Dal sito di Gianluca Bertagna

Pare circoli un’interpretazione assai restrittiva del d.m. 17 marzo 2020, che ritiene che la possibilità di aggiungere agli spazi assunzionali determinati applicando la Tabella 2 del decreto i resti dei 5 anni precedenti sia da assumere invece come mera alternativa: i comuni, secondo questa lettura penalizzante dovrebbero scegliere se applicare i valori individuati dalla Tabella 2 oppure sfruttare i resti del turn-over.

L’impostazione ci sembra però illogica, per diverse ragioni. Partiamo dalla lettera del d.m., che così dice: “Per il periodo 2020-2024, i comuni possono utilizzare le facoltà assunzionali residue dei cinque anni antecedenti al 2020 in deroga agli incrementi percentuali individuati dalla Tabella 2 del comma 1, fermo restando il limite di cui alla Tabella 1 dell’art.  4, comma 1”.

La circolare esplicativa del 13 maggio, pubblicata in Gazzetta Ufficiale, qualora si volesse dibattere sul significato del termine “deroga” è ancor più chiara: “Tale limitazione alla dinamica di crescita può tuttavia essere derogata, e quindi superata, nel caso di comuni che abbiano a disposizione facoltà assunzionali residue degli ultimi cinque anni (c.d. resti assunzionali).

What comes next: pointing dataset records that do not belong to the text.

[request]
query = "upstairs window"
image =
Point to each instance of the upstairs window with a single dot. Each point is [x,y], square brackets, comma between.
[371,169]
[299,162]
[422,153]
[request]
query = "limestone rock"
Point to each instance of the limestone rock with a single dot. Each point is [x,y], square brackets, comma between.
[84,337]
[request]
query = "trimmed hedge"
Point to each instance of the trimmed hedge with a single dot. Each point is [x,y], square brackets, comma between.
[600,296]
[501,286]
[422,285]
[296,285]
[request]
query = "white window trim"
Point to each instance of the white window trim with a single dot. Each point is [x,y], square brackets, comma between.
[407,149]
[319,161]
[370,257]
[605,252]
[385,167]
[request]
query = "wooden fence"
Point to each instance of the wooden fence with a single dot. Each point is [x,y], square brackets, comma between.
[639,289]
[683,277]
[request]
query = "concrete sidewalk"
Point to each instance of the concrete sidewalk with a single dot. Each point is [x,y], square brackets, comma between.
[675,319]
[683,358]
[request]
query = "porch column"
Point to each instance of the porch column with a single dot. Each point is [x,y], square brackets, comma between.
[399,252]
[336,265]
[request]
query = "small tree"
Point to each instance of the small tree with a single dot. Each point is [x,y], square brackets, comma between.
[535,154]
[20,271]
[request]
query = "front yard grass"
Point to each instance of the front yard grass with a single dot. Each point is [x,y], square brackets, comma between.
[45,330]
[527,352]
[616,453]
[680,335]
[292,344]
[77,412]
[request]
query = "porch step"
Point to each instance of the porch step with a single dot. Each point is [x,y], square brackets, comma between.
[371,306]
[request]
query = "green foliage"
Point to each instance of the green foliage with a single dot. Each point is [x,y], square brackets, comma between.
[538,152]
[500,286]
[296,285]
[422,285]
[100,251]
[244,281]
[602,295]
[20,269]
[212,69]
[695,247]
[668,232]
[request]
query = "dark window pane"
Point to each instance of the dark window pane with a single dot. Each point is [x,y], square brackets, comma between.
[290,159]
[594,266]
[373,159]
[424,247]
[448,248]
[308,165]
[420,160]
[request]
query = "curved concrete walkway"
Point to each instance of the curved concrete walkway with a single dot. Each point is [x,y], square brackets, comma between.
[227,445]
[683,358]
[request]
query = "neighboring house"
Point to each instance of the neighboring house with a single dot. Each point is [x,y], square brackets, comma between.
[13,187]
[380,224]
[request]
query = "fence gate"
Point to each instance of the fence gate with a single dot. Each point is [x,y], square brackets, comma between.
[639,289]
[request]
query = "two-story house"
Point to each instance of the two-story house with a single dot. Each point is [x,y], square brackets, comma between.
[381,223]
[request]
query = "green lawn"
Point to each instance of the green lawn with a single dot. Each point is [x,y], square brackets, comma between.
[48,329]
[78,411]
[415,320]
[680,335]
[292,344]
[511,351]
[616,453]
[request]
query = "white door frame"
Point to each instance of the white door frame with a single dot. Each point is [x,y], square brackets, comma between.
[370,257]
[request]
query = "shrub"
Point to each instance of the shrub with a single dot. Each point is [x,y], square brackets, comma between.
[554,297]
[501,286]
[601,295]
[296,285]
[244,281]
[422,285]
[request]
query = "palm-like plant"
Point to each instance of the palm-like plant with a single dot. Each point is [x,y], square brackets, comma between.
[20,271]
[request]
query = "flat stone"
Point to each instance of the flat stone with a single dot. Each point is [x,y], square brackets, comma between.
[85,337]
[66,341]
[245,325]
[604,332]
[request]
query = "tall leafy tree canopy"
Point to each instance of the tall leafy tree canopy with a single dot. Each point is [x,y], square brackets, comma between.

Ciò vuol dire che il comune può utilizzare i propri resti assunzionali anche in deroga ai valori limite annuali di cui alla Tabella 2 del decreto attuativo, in ogni caso entro i limiti massimi consentiti dal valore soglia di riferimento”.

L’utilizzo dei resti assunzionali è utile a superare il valore derivante dall’applicazione di Tabella 2, a “oltrepassare” la dinamica di crescita predeterminata dalla fonte legale, e non si riduce al ruolo di alternativa, opzione che la fonte legale, se tale fosse stato l’intendimento, avrebbe potuto semplicemente prevedere. Anche la logica dell’imporre che, comunque, non si debba superare il valore soglia (definito da Tabella 1) conferma per noi l’ipotesi che si stia ragionando di un totale.

Il d.m. assunzioni ha d’improvviso cancellato, come un colpo di spugna, il previgente regime del turn-over: la norma del comma 2 non fa che restituire a quei comuni che per varie ragioni abbiano accumulato un turn-over pregresso (spesso per difficoltà contingenti nello “spenderlo”) la possibilità di utilizzare ciò che è loro; concedendo, tanto forte è questa tutela, 5 anni di tempo per consumarlo.

È evidente, peraltro, che utilizzare resti assunzionali che al più derivano da un turn-over al 100% non può comportare alcun incremento incontrollato della spesa storica, che è il fine palesemente presidiato dal comma 2. Forse sarebbe bene che ci si rammentasse che il d.l. 34/2019 è stato definito, dal Legislatore, “Decreto Crescita”.